Preferred Stock ETFs in Focus

Not only do the preferred stocks offer considerably higher yields, they also provide an opportunity for capital appreciation. They are hybrid securities having the characteristics of both debt and equity. The preferred stocks pay the stockholders a fixed, agreed-upon dividend at regular intervals, like bonds.

Preferred stocks are thus quite stable and generally have a low correlation with other income generating segments of the market like REITs, MLPs, corporate bonds and TIPs. ( Are Preferred Stock ETFs Worth the Risk?)

Though investors can buy individual companies’ preferred stocks, buying preferred stock ETFs can be a very convenient way to invest in a basket of diversified companies at a low cost.

Below we have highlighted three ETFs, which not only offer substantial yields but also provide good opportunity for capital appreciation. 

iShares U.S. Preferred Stock ETF ( PFF )

The fund is the most popular preferred stock ETF in its space with an assets base of around $8.5 billion. The fund has a very attractive payout, with the 30-day SEC yield at 6.26%.

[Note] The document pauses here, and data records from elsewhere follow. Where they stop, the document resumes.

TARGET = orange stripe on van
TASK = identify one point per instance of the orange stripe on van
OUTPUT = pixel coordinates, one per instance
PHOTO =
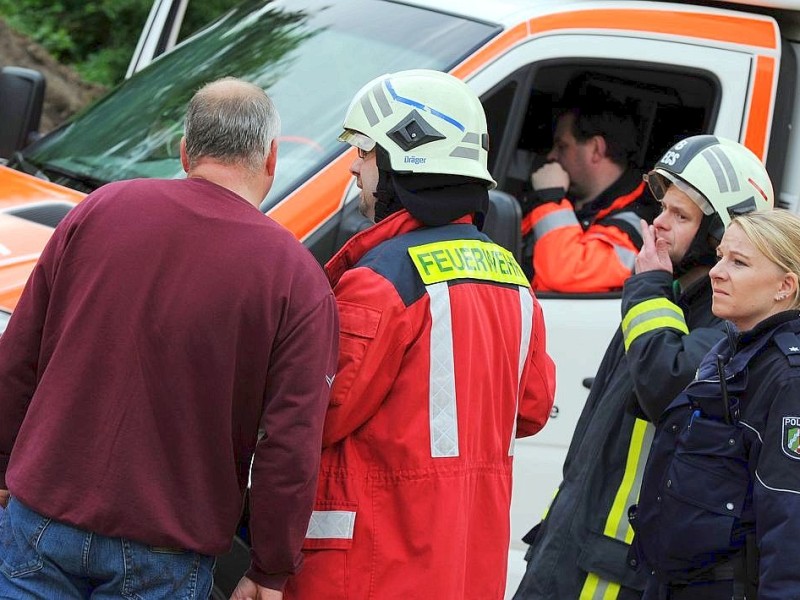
(20, 188)
(760, 105)
(497, 46)
(313, 203)
(758, 32)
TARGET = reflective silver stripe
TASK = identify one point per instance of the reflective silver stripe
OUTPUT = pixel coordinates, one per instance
(331, 524)
(625, 256)
(442, 399)
(461, 152)
(526, 312)
(380, 98)
(369, 112)
(730, 172)
(555, 220)
(630, 217)
(617, 525)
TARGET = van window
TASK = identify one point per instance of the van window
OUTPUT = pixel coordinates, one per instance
(312, 56)
(667, 105)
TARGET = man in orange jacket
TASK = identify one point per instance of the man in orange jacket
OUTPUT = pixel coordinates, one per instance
(442, 362)
(581, 217)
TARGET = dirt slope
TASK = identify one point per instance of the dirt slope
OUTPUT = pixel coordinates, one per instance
(65, 93)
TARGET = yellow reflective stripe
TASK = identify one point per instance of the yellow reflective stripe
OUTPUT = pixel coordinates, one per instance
(466, 259)
(650, 315)
(595, 588)
(617, 525)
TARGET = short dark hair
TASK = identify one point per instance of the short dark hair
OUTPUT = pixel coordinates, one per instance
(596, 113)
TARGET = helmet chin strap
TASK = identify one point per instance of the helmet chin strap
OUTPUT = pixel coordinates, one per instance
(703, 249)
(386, 200)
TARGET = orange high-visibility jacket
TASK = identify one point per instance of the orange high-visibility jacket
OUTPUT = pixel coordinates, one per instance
(594, 250)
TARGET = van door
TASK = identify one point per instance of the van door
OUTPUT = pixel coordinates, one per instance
(735, 54)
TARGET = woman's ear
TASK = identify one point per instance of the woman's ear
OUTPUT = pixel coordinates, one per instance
(788, 287)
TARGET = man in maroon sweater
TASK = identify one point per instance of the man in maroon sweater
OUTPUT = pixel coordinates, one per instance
(170, 335)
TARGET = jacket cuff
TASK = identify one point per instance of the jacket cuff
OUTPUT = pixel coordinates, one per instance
(270, 580)
(535, 198)
(3, 469)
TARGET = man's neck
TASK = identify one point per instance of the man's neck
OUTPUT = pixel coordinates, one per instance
(694, 274)
(605, 176)
(236, 179)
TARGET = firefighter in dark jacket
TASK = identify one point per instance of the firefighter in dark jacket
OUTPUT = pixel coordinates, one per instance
(719, 515)
(580, 549)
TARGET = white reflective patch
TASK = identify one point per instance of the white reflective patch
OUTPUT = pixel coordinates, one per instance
(331, 524)
(442, 399)
(526, 312)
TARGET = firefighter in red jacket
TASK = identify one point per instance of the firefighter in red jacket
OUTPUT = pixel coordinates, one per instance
(581, 217)
(442, 362)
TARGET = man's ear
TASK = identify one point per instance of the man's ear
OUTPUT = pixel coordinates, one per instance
(184, 158)
(272, 158)
(599, 147)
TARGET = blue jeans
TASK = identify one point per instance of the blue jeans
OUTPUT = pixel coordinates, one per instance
(43, 559)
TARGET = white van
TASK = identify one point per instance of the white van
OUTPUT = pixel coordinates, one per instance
(730, 69)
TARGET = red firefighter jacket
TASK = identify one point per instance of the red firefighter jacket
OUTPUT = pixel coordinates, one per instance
(442, 364)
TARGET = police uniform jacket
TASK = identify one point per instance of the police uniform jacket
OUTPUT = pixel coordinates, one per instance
(717, 475)
(442, 364)
(579, 550)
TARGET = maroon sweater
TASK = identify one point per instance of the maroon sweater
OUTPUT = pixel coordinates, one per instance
(169, 332)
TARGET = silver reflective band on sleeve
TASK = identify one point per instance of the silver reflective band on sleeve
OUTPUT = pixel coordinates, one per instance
(442, 398)
(626, 257)
(526, 312)
(630, 217)
(651, 315)
(331, 524)
(555, 220)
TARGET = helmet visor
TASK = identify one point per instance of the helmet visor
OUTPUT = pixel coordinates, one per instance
(659, 181)
(359, 140)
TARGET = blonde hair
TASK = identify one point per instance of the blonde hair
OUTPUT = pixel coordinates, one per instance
(776, 234)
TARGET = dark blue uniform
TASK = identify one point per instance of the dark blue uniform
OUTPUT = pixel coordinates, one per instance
(721, 489)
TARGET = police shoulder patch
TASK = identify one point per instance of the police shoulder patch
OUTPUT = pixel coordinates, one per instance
(789, 344)
(790, 442)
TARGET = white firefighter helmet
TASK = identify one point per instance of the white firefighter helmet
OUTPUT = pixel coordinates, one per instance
(427, 121)
(724, 176)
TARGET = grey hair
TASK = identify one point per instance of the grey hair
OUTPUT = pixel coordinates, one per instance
(232, 121)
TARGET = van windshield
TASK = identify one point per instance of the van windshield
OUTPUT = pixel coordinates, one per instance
(311, 56)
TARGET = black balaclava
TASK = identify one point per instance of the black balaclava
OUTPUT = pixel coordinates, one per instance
(703, 249)
(432, 199)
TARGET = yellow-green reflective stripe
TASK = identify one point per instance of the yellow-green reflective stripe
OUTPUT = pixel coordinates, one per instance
(595, 588)
(466, 259)
(617, 525)
(650, 315)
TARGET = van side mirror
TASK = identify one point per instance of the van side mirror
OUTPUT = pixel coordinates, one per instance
(21, 100)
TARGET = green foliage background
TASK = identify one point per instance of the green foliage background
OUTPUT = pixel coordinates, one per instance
(96, 37)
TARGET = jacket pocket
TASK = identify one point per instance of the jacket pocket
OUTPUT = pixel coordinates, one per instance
(608, 558)
(358, 325)
(703, 495)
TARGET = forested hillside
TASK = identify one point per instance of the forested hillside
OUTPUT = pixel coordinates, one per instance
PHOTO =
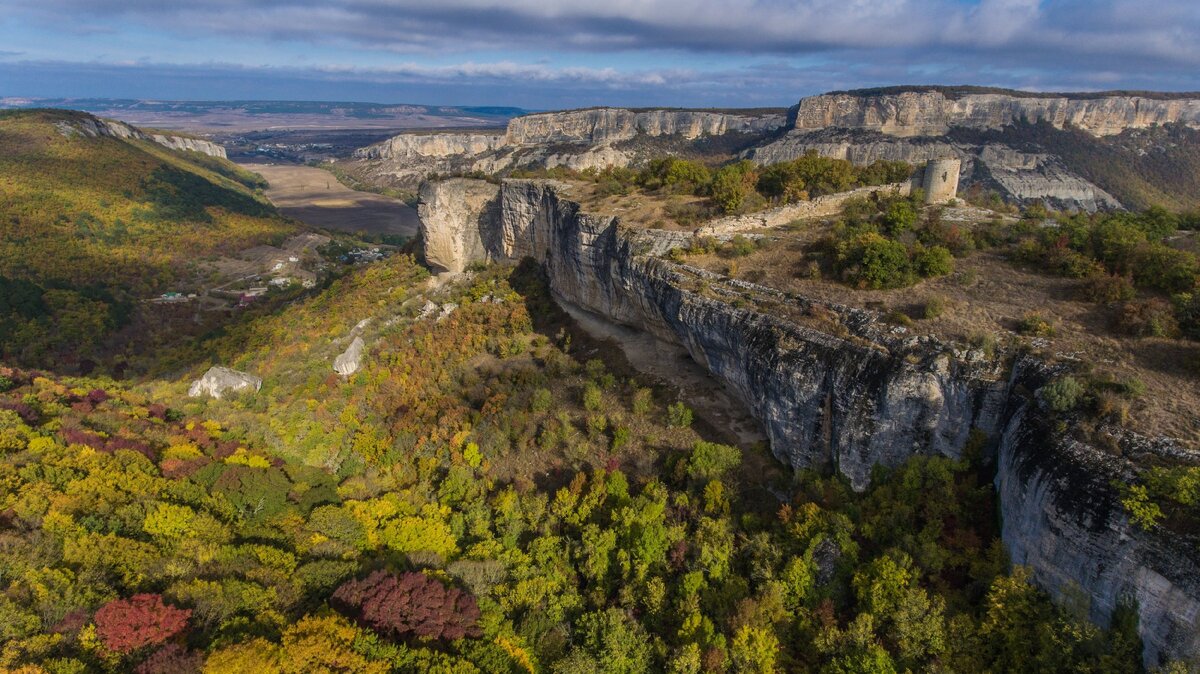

PFF tracks the S&P U.S. Preferred Stock Index, holding 316 securities in its basket.  Though well diversified as far as individual stocks are concerned, the fund has some concentration risks related to sectoral allocation. More than 70% of the fund assets are allocated towards financials (banks, financial services and insurance).

However, the fund is pretty liquid, with daily volume exceeding 1.7 million shares a day. The fund charges 48 basis points as fees to investors.

HSBC Holdings plc (2.63%), GMAC Capital Trust I (1.88%) and Barclays Bank plc (1.75%) are the top three holdings of the fund. (Read: Complete Guide to Preferred Stock ETF Investing)

Though a spike in Treasury rates was a drag for this fund and it lost 7.3% in 2013, the fund has added a decent 3.8% since the start of the year.

PowerShares Preferred Portfolio (PGX)

Another fund targeting the preferred stock space is PGX. The fund holds a portfolio of 192 preferred stocks in its basket, tracking the BofA Merrill Lynch Core Plus Fixed Rate Preferred Securities Index.

The fund is well spread out among individual stocks, as no single stock holds more than 4.01% of the total fund assets. Like PFF, financials dominates this fund as well, with energy, consumer discretionary and materials having less than 0.5% exposure in the fund.

Barclays Bank plc (4.01%), HSBC Holdings plc (3.11%) and Morgan Stanley Capital Trust VII (3.09%) are the top three holdings of PGX.

With the 30-day SEC payout yield of 6.46%, the fund too to is a solid income destination.

The fund has returned 4.3% in 2014.

PowerShares Financial Preferred Portfolio ( PGF )

Launched in December 2006, PGF tracks the Wells Fargo Hybrid and Preferred Securities Financial Index, managing a fund size of $1.4 billion. 

Holding 73 preferred stocks in its basket, the fund provides an exposure to U.S. listed securities issued by financial institutions. (see all Convertibles/CEFs/Preferred Stock ETFs )

The fund seems to contain some concentration risks as the top ten holdings form around 40% of the total fund assets.

Like its above mentioned counterparts, the fund too has a notable 30-day Sec yield of 6.32%.  Though PGF lost 7.78% in 2013, it is up 3.6% since the start of the year.

Bottom Line

There has been an important shift in the preference of asset classes this year. While equities were the most sought after by investors in 2013, they are now abandoning these risky asset classes and changing their portfolio asset allocations.

Given moderate GDP growth, low inflation and subdued interest rates, preferred stocks are certainly expected to be on the investors’ favorite list this year. Investors should however keep in mind that the high payout from this asset class does not come without its own share of risks.

Preferred stocks carry the risk of regulation changes, higher interest rates and heavy concentration in financials.  As such, investors should carefully analyze the risk-reward characteristics of the above mentioned funds and then decide which fund best fits their investment objective.